Identification of m/z features remains a bottleneck in HRM. Identification is particularly difficult for low‐abundance metabolites since MS² spectral matching is challenging71 and spectral information may not be present in public databases for less‐common compounds. For example, m/z 246.9550 matched nine toxicants in METLIN, but none had actual or in silico MS² spectra, and only a small proportion had standards that were available for purchase. However, the metabolite’s association with AD dementia in two independent study samples and its detectable CSF levels support the need for future work to identify the chemical and examine its role in AD susceptibility or pathogenesis.
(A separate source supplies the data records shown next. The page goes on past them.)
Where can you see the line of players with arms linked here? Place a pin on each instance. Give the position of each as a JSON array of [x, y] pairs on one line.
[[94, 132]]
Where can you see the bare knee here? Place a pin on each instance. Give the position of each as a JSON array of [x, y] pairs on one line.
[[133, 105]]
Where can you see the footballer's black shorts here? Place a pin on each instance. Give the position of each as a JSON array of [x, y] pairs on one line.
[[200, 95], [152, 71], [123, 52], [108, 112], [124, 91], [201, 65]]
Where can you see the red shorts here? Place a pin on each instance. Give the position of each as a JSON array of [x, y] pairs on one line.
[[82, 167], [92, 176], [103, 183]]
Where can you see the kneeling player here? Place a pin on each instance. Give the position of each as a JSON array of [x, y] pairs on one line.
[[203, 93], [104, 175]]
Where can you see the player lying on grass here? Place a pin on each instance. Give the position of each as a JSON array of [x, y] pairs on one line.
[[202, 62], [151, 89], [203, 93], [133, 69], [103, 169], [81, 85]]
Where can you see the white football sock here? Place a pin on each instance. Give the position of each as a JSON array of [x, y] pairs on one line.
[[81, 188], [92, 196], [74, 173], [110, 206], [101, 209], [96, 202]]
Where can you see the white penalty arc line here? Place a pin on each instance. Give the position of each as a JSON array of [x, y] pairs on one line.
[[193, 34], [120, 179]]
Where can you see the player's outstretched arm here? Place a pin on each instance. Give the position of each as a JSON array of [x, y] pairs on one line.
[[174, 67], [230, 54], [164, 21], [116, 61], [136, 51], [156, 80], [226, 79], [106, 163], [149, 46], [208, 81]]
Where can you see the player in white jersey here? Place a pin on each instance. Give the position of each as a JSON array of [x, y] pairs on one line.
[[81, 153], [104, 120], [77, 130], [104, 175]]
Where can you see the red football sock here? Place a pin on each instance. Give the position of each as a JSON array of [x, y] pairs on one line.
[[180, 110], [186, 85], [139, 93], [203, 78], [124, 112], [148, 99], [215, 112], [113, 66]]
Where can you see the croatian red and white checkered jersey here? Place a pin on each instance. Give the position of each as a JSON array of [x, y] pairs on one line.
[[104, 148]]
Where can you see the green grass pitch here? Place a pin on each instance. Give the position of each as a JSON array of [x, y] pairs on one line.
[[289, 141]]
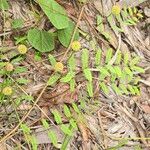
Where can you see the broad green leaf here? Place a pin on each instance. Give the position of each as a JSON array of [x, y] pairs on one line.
[[66, 129], [41, 40], [108, 55], [137, 69], [55, 12], [111, 69], [104, 87], [4, 5], [72, 63], [68, 77], [98, 57], [67, 111], [52, 59], [90, 89], [85, 58], [72, 84], [65, 35], [22, 81], [88, 74], [57, 116], [53, 79]]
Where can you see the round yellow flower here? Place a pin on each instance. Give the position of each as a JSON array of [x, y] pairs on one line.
[[7, 91], [116, 10], [9, 67], [59, 67], [76, 45], [22, 49]]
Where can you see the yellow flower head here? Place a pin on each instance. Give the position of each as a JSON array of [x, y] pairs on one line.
[[116, 10], [7, 91], [59, 67], [76, 45], [22, 49], [9, 67]]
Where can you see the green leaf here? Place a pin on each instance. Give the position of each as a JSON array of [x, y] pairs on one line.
[[17, 23], [65, 35], [85, 58], [98, 57], [72, 84], [134, 61], [108, 55], [45, 123], [4, 5], [66, 129], [88, 74], [55, 12], [116, 89], [41, 40], [104, 87], [123, 89], [53, 79], [52, 59], [130, 11], [90, 89], [68, 77], [72, 63], [67, 111], [57, 116], [103, 70]]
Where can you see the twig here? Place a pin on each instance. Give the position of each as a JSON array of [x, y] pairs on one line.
[[73, 35]]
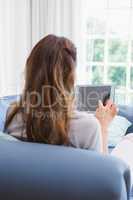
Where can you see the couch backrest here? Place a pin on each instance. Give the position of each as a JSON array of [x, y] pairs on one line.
[[38, 171]]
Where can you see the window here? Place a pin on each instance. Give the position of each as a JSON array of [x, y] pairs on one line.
[[109, 45]]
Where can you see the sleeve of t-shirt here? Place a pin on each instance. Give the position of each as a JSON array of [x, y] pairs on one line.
[[85, 132]]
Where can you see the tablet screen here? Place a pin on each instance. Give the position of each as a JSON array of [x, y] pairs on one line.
[[87, 96]]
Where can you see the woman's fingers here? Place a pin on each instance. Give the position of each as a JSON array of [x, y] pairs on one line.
[[114, 109], [109, 103], [100, 104]]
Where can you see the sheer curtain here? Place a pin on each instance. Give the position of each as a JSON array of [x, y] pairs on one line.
[[23, 23], [14, 43]]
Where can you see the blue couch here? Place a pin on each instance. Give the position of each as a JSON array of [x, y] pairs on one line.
[[39, 171]]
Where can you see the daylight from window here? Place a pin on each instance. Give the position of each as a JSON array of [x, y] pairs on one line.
[[109, 45]]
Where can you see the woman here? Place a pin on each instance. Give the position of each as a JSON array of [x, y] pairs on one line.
[[45, 112]]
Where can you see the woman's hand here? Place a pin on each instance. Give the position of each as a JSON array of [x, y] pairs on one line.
[[105, 114]]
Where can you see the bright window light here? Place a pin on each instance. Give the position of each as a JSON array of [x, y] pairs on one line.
[[109, 45]]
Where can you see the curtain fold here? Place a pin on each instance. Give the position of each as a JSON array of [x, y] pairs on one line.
[[23, 23]]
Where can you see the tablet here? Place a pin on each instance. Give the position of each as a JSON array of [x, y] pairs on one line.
[[87, 96]]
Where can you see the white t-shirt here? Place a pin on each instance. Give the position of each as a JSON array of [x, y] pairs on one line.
[[85, 130]]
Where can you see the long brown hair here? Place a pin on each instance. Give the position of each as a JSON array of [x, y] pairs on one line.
[[46, 102]]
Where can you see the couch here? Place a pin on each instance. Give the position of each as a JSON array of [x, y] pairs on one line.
[[40, 171]]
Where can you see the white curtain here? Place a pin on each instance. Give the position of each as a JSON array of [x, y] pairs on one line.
[[23, 23], [14, 44]]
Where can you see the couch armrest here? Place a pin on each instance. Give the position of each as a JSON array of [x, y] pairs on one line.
[[39, 171]]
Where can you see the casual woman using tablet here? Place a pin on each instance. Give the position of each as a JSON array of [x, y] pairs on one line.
[[45, 112]]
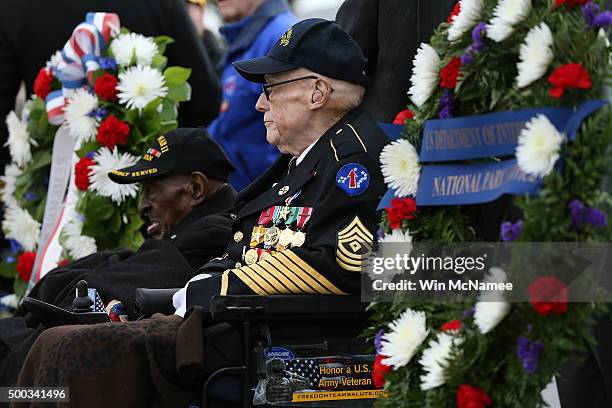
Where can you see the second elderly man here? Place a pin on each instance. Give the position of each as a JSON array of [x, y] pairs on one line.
[[303, 227]]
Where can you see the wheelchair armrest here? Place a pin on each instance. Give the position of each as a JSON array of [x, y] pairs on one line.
[[151, 301], [294, 307], [51, 315]]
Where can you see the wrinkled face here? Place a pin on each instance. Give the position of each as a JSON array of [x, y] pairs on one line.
[[286, 112], [164, 202], [235, 10]]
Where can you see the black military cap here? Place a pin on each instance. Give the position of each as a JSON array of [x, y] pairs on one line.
[[319, 45], [182, 150]]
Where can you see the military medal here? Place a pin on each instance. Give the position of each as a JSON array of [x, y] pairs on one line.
[[285, 237], [303, 217], [251, 256], [266, 216], [289, 200], [298, 239], [257, 235], [271, 236]]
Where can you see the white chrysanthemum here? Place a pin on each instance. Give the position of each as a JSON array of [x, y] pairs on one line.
[[19, 140], [9, 301], [140, 85], [507, 13], [82, 124], [404, 337], [397, 241], [400, 167], [491, 307], [396, 235], [435, 360], [468, 16], [77, 245], [54, 61], [539, 144], [133, 48], [107, 161], [9, 180], [535, 55], [19, 225], [425, 70]]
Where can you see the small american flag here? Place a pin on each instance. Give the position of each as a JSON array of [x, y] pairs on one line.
[[98, 305], [305, 367]]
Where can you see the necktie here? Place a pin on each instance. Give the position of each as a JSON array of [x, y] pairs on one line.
[[292, 165]]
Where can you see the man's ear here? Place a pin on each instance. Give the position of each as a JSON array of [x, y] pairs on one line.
[[320, 94], [199, 187]]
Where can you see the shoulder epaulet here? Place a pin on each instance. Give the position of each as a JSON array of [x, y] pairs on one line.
[[347, 142]]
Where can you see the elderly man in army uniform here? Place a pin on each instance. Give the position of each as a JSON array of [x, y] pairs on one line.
[[303, 227], [307, 223]]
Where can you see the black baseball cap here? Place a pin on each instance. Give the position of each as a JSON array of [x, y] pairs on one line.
[[183, 150], [319, 45]]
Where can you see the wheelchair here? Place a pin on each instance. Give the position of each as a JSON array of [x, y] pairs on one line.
[[251, 327]]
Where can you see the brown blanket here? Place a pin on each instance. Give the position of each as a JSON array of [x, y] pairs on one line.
[[132, 364]]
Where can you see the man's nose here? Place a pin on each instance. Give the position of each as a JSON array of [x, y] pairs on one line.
[[143, 205], [262, 104]]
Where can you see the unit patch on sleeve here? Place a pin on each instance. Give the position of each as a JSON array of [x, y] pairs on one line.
[[353, 179], [353, 246]]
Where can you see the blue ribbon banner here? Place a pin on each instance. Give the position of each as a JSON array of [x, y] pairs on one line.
[[481, 136]]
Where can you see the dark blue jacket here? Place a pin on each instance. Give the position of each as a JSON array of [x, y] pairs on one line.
[[239, 129]]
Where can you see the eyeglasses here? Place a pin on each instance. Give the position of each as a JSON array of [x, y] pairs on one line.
[[266, 87]]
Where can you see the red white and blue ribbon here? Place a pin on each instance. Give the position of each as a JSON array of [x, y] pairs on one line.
[[80, 59]]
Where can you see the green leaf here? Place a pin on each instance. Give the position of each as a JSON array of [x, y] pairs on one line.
[[151, 108], [179, 93], [87, 148], [162, 42], [176, 75], [169, 111], [19, 287]]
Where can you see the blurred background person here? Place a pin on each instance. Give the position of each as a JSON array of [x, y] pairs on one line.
[[251, 28], [389, 33], [197, 12]]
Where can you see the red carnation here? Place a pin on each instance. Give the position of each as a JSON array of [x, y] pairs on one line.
[[469, 396], [450, 73], [106, 87], [403, 116], [451, 325], [455, 12], [401, 209], [379, 370], [571, 3], [43, 83], [113, 131], [569, 76], [81, 173], [25, 265], [548, 294]]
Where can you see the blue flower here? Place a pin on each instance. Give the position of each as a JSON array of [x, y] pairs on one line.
[[528, 351], [107, 63]]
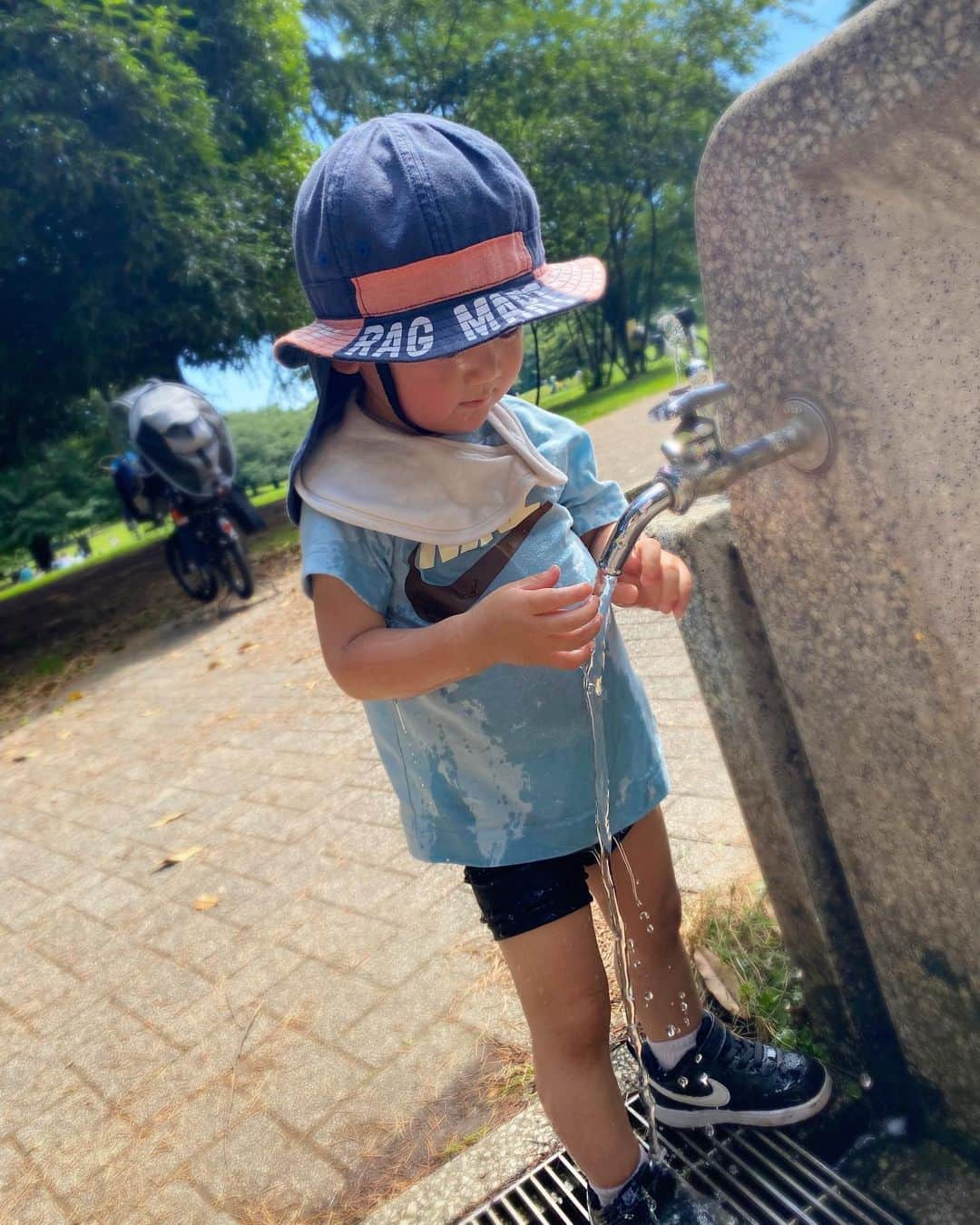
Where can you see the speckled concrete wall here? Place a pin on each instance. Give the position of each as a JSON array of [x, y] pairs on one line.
[[839, 237]]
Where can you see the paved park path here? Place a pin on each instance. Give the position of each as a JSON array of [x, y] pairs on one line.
[[248, 1061]]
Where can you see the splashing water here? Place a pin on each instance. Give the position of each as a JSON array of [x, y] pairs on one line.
[[674, 338], [592, 678]]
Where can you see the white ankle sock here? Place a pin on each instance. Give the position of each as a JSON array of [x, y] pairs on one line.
[[669, 1053], [606, 1194]]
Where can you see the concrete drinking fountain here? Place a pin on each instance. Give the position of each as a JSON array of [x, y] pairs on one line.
[[833, 627]]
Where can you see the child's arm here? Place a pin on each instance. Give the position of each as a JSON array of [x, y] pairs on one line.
[[524, 622], [652, 577]]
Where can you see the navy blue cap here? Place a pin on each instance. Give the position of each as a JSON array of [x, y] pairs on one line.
[[416, 238]]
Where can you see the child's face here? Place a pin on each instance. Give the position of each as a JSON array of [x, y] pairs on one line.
[[447, 395]]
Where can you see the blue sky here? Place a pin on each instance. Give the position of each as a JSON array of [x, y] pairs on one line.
[[263, 382]]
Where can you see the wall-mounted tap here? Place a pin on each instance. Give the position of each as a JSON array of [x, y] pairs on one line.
[[699, 465]]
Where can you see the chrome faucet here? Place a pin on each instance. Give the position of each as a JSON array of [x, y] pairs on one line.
[[699, 465]]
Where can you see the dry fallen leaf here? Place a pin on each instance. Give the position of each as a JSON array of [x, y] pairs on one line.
[[720, 980], [177, 857], [168, 818]]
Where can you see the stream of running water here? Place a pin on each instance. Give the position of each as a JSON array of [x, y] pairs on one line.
[[593, 685]]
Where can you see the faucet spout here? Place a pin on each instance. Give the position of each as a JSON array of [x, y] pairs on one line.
[[648, 504], [699, 465]]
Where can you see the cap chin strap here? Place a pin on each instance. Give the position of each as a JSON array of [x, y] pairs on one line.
[[391, 392]]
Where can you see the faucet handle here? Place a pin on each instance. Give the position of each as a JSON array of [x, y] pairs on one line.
[[686, 403]]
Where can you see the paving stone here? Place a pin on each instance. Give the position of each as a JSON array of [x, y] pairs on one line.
[[17, 899], [266, 1165], [320, 998], [103, 896], [200, 941], [438, 1063], [30, 983], [31, 1207], [704, 818], [31, 1082], [358, 886], [269, 965], [161, 990], [697, 776], [112, 1050], [699, 867], [356, 842], [178, 1202], [288, 793], [339, 937], [299, 1080], [406, 1012], [450, 925], [74, 1140]]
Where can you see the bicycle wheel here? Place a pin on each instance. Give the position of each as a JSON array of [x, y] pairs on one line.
[[235, 570], [199, 582]]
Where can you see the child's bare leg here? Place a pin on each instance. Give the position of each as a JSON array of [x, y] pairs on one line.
[[651, 906], [559, 975]]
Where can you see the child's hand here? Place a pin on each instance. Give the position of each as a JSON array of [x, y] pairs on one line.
[[653, 578], [529, 622]]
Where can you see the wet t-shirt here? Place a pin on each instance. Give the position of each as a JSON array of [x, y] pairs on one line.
[[497, 769]]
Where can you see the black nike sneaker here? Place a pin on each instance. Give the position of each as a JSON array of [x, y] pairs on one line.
[[729, 1080], [655, 1196]]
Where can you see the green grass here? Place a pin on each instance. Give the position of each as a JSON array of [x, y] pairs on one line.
[[741, 931], [114, 539]]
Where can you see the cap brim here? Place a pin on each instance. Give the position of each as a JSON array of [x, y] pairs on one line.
[[441, 328]]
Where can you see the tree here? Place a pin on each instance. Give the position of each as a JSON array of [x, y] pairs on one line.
[[151, 160], [606, 104], [265, 443]]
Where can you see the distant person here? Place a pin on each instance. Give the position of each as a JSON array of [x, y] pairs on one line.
[[42, 550], [456, 598]]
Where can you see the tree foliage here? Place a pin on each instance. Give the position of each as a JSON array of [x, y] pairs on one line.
[[606, 105], [151, 160], [265, 443]]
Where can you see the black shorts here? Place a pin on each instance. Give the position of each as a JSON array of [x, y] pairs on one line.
[[521, 897]]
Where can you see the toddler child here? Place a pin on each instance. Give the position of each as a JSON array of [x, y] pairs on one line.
[[450, 533]]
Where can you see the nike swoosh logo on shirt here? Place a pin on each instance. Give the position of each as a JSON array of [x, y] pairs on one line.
[[718, 1096], [435, 602]]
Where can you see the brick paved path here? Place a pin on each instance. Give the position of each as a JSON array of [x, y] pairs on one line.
[[158, 1063]]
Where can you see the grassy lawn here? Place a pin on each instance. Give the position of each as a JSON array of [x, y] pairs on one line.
[[114, 539]]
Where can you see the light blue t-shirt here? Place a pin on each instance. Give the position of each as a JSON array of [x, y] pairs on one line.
[[497, 769]]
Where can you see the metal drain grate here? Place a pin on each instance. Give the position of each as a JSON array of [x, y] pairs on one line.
[[763, 1178]]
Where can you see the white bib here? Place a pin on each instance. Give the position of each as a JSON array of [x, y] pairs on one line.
[[427, 489]]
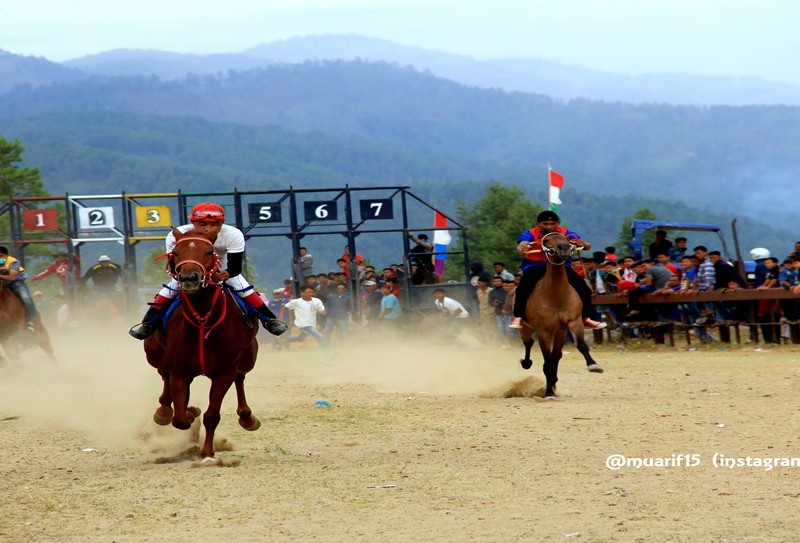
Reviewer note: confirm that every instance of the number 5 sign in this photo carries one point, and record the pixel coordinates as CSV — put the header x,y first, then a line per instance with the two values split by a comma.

Our study had several strengths, including the inclusion of multiple biofluids, two independent samples, and application of the HRM platform. Among the three non‐medication metabolites, two were associated with MCI in Study 1 regardless of cause, suggesting a role in brain vulnerability or degeneration not specific to AD. We also acknowledge limitations beyond those inherent to observational studies, sample size concerns, and generalizability beyond the study’s geographic region. First, it is possible that AD treatment alters non‐neurological metabolic pathways. We could not confirm the identities of two features through MS². We did not have lifestyle history to corroborate past exposures, and we did not have sufficient information (e.g., half‐life) on their associated metabolites to build a temporal relationship between exposure and disease onset. Additionally, the analysis of non‐fasting plasma samples may have introduced noise into the metabolite measurements. Nevertheless, our HRM workflow identified endogenous and environmental metabolites reproducibly altered in AD dementia, providing confirmatory and novel findings for hypothesis generation for future in vitro mechanistic studies and in vivo observational studies.

Conflict of Interest

The authors declare no actual or potential conflicts of interest.

Supporting information

Table S1. Metabolites associated with AD dementia in Studies 1 and 2 with P < 0.20 and consistent direction of association.

Table S2. Summary of MS¹ and MS² results for m/z 129.0667, 246.9550, and 349.1515.

Funding Statement

This work was funded by National Institute of Environmental Health Sciences grants P30 ES019776 and T32 ES012870; National Institute on Aging grants K23 AG042856, P50 AG025688, and R21 AG043885.